Walker's critical perceptions of the history of race relations are by no means limited to negative stereotypes. Many of her most powerful works of the 1990s target celebrated, indeed sanctified milestones in abolitionist history. Her apparent lack of reverence for these traditional heroes and willingness to revise history as she saw fit disturbed many viewers at the time. Untitled (John Brown), substantially revises a famous moment in the life of abolitionist hero John Brown, a figure sent to the gallows for his role in the raid on Harper's Ferry in 1859, but ultimately celebrated for his enlightened perspective on race. Astonished witnesses accounted that on his way to his own execution, Brown stopped to kiss a black child in the arms of its mother. In a famous lithograph by Currier and Ives, Brown stands heroically at the doorway to the jailhouse, unshackled (a significant historical omission), while the mother and child receive his kiss. Walker's depiction offers us a different tale, one in which a submissive, half-naked John Brown turns away in apparent pain as an upright, impatient mother thrusts the baby toward him.
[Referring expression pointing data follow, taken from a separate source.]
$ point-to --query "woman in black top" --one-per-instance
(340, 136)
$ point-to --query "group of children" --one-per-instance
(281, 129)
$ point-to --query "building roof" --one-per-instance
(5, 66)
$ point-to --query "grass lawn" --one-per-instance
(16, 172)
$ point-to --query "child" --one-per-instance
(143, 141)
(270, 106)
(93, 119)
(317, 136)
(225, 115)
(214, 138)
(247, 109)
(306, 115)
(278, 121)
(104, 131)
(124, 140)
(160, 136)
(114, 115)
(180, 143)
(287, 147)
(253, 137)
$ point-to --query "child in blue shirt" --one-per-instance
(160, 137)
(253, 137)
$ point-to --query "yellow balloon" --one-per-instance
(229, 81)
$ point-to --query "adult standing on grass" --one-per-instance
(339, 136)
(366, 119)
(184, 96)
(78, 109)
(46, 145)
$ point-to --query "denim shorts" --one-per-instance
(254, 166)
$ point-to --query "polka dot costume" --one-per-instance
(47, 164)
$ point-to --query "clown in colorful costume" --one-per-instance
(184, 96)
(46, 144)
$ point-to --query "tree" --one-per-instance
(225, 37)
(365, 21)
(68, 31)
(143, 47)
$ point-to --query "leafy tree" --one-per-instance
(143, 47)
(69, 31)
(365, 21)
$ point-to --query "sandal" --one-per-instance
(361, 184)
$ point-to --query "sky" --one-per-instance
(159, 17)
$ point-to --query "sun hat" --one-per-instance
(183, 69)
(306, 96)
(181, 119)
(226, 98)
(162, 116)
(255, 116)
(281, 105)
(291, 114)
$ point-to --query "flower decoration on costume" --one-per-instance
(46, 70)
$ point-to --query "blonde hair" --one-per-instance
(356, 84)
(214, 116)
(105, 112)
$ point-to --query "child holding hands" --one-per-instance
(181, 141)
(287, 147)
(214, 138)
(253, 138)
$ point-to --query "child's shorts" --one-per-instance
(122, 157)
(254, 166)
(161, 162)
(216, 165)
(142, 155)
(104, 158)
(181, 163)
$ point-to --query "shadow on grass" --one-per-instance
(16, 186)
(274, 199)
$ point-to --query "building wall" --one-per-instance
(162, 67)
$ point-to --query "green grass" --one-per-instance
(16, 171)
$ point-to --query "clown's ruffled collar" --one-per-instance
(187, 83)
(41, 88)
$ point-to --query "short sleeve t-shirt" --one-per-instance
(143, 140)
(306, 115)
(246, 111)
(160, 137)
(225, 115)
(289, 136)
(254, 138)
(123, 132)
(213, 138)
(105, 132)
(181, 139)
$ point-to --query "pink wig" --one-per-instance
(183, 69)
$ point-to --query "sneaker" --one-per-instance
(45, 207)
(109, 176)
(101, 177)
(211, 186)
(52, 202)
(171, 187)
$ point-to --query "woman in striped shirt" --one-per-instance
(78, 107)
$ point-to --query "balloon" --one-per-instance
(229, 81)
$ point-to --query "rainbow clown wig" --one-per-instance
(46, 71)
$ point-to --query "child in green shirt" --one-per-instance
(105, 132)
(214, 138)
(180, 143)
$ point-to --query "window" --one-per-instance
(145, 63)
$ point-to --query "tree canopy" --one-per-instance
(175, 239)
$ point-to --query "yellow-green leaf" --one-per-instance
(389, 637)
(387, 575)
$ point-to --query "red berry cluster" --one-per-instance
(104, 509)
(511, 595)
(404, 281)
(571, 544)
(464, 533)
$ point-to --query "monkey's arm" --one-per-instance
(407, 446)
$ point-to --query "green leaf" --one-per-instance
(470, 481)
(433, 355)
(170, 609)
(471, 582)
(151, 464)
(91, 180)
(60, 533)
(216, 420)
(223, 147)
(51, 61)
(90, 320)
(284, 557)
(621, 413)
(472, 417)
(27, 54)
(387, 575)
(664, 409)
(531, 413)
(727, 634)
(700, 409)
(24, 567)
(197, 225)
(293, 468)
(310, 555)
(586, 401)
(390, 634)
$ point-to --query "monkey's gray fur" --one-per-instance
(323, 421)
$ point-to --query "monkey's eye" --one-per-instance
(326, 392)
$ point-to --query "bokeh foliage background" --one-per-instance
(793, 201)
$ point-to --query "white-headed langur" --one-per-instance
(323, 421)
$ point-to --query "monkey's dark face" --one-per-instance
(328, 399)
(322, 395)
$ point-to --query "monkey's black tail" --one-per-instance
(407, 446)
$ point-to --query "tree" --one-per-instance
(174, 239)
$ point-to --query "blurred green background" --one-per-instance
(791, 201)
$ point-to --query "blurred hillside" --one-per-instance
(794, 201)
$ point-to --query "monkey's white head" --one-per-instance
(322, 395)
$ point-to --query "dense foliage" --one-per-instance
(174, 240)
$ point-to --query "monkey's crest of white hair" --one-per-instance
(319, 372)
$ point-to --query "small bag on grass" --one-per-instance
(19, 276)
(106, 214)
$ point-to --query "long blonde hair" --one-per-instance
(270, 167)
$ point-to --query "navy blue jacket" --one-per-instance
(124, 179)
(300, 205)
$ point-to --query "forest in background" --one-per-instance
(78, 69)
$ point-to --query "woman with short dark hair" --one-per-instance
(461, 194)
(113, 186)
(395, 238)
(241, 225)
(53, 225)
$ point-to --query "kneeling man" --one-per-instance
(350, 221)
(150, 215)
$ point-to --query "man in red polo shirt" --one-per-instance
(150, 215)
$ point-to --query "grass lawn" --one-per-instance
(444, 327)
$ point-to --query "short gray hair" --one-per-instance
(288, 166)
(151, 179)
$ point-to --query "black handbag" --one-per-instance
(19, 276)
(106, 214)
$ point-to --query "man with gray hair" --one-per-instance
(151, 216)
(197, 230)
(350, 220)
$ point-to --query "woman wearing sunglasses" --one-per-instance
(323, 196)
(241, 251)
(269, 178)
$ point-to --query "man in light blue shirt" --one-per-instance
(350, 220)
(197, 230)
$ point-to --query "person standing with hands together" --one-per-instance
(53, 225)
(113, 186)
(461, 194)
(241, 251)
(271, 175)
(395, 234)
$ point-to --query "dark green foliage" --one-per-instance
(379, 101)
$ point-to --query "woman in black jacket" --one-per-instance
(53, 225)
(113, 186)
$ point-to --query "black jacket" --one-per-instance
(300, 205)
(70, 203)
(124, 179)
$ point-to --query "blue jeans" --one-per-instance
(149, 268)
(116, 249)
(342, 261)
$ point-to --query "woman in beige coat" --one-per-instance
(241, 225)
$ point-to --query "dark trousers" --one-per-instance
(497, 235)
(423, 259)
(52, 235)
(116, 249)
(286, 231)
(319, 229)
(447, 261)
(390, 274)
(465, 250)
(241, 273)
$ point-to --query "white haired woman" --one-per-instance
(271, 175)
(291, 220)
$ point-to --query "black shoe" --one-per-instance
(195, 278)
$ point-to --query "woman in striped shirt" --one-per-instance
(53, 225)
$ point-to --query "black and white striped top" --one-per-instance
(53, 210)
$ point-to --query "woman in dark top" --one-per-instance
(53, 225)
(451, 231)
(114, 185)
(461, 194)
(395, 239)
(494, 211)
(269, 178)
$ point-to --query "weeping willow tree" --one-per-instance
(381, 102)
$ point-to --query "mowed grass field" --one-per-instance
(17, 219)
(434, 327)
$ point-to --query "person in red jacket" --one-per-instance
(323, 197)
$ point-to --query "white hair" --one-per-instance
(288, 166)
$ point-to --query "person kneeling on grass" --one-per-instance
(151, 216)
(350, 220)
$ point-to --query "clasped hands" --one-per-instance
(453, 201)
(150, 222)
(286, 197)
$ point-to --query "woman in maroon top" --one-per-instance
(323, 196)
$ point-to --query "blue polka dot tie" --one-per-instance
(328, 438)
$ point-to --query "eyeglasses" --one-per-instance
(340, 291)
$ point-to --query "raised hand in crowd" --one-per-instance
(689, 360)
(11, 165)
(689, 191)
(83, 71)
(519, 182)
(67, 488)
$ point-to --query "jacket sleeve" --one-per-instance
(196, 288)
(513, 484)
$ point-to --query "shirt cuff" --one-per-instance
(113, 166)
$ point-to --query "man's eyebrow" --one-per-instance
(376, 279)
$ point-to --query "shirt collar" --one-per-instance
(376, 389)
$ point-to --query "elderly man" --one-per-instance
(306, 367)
The child pulls forcefully on his sagging nipple (unable to nourish in a manner comparable to that of the slave women expected to nurse white children). Brown's inability to provide sustenance is a strong metaphor for the insufficiency of opposition to slavery, which did not end. Additionally, the arrangement of Brown with slave mother and child weaves in the insinuation of interracial sexual relations, alluding to the expectation for women to comply with their masters' advances. By casting heroic figures like John Brown in a critical light, and creating imagery that contrasts sharply with the traditional mythology surrounding this encounter, the artist is asking us to reexamine whether we think they are worthy of heroic status.